Uma utopia realista?

Para Suplicy, a ideia de garantir justiça e dignidade social a todos é muito antiga e encontra registros na "Bíblia" e em livros sagrados do budismo, islamismo e várias outras religiões. "Um livro um pouco mais recente, de 1516, que acho que nosso presidente deveria ler, é 'Utopia', de Thomas More", disse o vereador. A obra é tida como uma das primeiras a mencionar a distribuição de renda igualitária entre todos. "Não por acaso More foi declarado 'Patrono dos Estadistas e Políticos' pelo Papa João Paulo 2º", afirmou.
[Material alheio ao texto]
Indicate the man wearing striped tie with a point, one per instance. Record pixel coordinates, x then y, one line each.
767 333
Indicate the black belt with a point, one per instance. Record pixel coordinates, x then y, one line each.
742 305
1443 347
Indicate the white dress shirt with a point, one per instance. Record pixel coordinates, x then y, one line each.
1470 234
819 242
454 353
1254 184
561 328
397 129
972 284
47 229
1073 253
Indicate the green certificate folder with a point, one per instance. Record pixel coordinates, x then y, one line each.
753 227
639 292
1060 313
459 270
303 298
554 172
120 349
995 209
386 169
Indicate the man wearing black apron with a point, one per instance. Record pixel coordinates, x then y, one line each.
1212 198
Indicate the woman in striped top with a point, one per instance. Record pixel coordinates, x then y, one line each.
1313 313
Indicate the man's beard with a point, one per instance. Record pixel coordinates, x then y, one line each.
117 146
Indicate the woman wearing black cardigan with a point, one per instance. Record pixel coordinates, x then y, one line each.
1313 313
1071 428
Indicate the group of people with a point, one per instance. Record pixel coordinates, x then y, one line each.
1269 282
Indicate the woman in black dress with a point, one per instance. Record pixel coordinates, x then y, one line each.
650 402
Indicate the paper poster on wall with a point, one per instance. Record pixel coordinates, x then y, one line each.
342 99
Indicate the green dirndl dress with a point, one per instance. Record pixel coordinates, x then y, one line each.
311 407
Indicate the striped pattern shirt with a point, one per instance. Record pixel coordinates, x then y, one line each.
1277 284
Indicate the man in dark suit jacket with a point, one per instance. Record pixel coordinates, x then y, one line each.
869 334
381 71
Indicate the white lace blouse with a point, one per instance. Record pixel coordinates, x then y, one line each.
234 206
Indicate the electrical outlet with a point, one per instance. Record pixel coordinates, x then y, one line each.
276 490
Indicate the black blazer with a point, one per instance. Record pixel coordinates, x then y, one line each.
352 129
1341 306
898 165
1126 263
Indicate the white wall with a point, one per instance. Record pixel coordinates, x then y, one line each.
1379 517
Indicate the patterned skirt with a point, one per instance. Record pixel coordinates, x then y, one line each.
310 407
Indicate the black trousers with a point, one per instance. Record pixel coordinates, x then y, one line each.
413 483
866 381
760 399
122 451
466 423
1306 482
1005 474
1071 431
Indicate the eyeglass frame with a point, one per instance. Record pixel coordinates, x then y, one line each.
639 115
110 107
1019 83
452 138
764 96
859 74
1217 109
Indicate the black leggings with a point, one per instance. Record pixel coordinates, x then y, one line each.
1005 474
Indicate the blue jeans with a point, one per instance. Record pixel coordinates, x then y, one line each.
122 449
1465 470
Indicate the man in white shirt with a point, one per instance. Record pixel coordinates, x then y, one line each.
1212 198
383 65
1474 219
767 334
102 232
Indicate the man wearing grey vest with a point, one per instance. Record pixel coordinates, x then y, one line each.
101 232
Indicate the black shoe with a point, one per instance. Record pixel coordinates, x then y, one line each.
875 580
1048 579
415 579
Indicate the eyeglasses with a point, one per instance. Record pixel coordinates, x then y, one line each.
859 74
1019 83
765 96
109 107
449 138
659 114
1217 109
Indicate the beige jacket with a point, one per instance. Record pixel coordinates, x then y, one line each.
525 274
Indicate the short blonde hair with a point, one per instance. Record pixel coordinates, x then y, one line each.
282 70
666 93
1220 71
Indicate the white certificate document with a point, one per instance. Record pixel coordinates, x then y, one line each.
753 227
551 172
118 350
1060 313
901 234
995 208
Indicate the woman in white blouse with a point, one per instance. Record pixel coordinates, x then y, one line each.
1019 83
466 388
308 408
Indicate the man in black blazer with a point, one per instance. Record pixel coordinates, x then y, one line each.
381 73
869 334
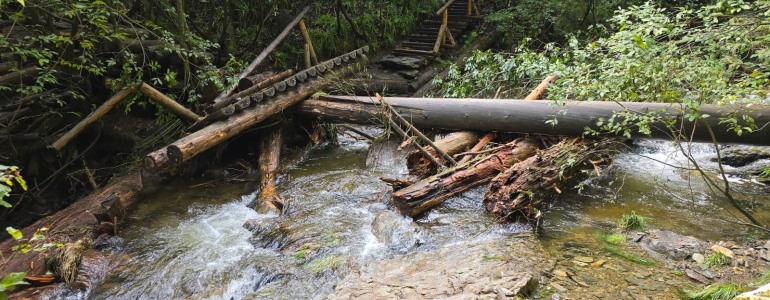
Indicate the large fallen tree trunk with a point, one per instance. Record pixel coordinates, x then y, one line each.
522 188
452 144
525 116
269 162
188 147
432 191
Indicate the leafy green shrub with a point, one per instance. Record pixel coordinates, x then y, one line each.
715 292
632 222
614 238
717 259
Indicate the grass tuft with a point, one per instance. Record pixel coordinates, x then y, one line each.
632 222
716 260
715 292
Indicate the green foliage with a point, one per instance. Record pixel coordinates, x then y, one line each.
324 263
614 238
715 292
10 282
632 222
9 175
717 259
628 256
716 54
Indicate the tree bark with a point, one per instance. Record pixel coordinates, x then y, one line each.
526 116
269 163
432 191
253 80
216 133
452 144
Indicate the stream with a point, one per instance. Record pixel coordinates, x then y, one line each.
190 242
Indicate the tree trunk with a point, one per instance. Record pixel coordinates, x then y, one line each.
188 147
432 191
269 162
522 188
452 144
526 116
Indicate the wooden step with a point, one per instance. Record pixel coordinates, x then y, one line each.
403 51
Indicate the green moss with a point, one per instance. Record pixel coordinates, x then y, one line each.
628 256
324 263
632 222
716 260
715 292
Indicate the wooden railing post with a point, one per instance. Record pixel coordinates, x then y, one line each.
470 7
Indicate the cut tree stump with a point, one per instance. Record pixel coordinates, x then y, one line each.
434 190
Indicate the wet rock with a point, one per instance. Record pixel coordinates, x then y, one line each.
409 74
385 155
558 287
402 62
106 242
739 156
723 250
395 231
670 244
698 258
456 271
584 259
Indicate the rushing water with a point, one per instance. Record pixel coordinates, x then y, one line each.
190 242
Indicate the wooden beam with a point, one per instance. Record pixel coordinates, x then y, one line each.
530 116
169 103
308 41
261 57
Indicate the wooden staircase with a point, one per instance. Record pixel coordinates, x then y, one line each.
441 30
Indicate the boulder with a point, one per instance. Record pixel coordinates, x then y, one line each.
403 62
498 269
671 245
395 231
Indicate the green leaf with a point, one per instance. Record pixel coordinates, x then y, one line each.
15 233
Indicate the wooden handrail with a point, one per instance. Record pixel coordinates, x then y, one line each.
445 7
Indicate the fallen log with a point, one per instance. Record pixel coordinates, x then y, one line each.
269 81
432 191
20 77
98 113
530 116
77 221
269 162
261 57
186 148
452 144
253 80
522 188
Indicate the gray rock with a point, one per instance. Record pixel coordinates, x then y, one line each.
696 276
584 259
457 271
670 244
402 62
395 231
409 74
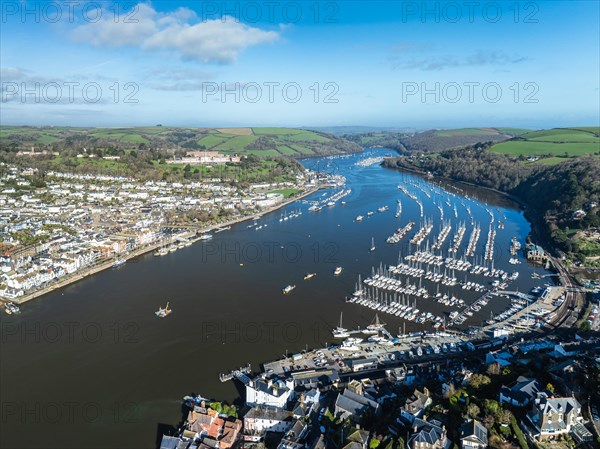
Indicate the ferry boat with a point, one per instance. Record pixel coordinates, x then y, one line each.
162 313
288 289
119 262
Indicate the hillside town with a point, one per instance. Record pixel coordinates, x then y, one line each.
536 393
66 226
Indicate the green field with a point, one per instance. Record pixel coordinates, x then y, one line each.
513 131
467 132
553 142
288 142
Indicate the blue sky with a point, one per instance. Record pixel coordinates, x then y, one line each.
286 63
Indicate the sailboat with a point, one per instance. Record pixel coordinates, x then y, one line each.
161 313
375 326
340 331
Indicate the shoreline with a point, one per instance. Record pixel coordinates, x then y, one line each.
89 271
536 232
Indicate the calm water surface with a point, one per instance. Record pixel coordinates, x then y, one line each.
91 366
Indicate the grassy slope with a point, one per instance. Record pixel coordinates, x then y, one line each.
288 141
559 143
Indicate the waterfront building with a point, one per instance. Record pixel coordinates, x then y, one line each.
276 393
415 405
350 405
520 393
473 435
263 418
428 435
552 417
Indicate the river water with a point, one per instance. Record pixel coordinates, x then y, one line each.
91 366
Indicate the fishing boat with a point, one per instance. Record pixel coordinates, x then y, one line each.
11 309
340 331
162 313
288 289
375 327
351 344
119 262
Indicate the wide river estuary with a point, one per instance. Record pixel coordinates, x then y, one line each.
91 366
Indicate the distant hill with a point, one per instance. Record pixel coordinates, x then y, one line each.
552 146
434 140
267 142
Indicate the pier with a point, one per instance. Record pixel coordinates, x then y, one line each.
240 374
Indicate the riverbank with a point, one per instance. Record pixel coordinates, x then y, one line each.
537 232
106 264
Leandro Ferreira no Festival Path defende a Renda Básica Universal - Marcelo Justo/UOL - Marcelo Justo/UOL
Leandro Ferreira no Festival Path defende a Renda Básica Universal
Imagem: Marcelo Justo/UOL

Para Del Vecchio, embora a RBU não seja recente, ela está sendo mais discutida que nunca justamente por causa da evolução da automação no trabalho. "Economistas apontam que poderão sumir mais de 2 bilhões de empregos até 2030 — sendo os de baixa complexidade mais afetados", diz. Trabalhos complexos, como os de advogados e cirurgiões, também estão sob ameaça da automação. Em um cenário no qual muitas pessoas poderão não ter emprego, a garantia de uma renda mínima a todos é uma possível resposta não só para a garantia da dignidade alheia, mas também como forma de evitar um colapso econômico.

Ferreira, que defende a RBU desde 2004 com Suplicy, acredita que o tema está em voga porque apenas agora o fluxo de problemas globais encontrou o fluxo de soluções econômicas do projeto. "Estamos em uma janela de oportunidades. O tema está chegando aos tomadores de decisão", afirma. "O mundo nunca foi tão rico quanto hoje, nunca tivemos tantas condições de conhecer as necessidades de cada um na sociedade. É o momento econômico e institucional para debater a RBU", completa.

"Você pode achar difícil implementar isso no país como um todo. Mas por que não podemos fazer experimentos primeiro em cidades, estados, comunidades?", questiona — lembrando que já aconteceram diferentes testes de RBU no Canadá, Quênia e Finlândia.

Suplicy diz:

O mais importante da Renda Básica Universal é a liberdade que garante aos indivíduos.

Essa liberdade, defende Ferreira, "é essencial para garantir que o cidadão não seja mercantilizado a ponto de não conseguir viver na sociedade assim que caia no desemprego". Por isso, a distribuição de renda precisa continuar a ser oferecida junto com serviços básicos estatais em segurança, educação e saúde.

Tradicionalmente, Suplicy canta "Blowing in the Wind", de Bob Dylan, em momentos públicos. No Festival Path, no entanto, resolveu citar "Homem na Estrada", de Racionais MCs. A letra fala de um homem que perdeu sua liberdade e sofre com a miséria. "Quando ninguém precisar colocar sua vida ou dignidade em risco por dinheiro, ela poderá usa seu tempo para algo que acredita e que é sua vocação", afirma.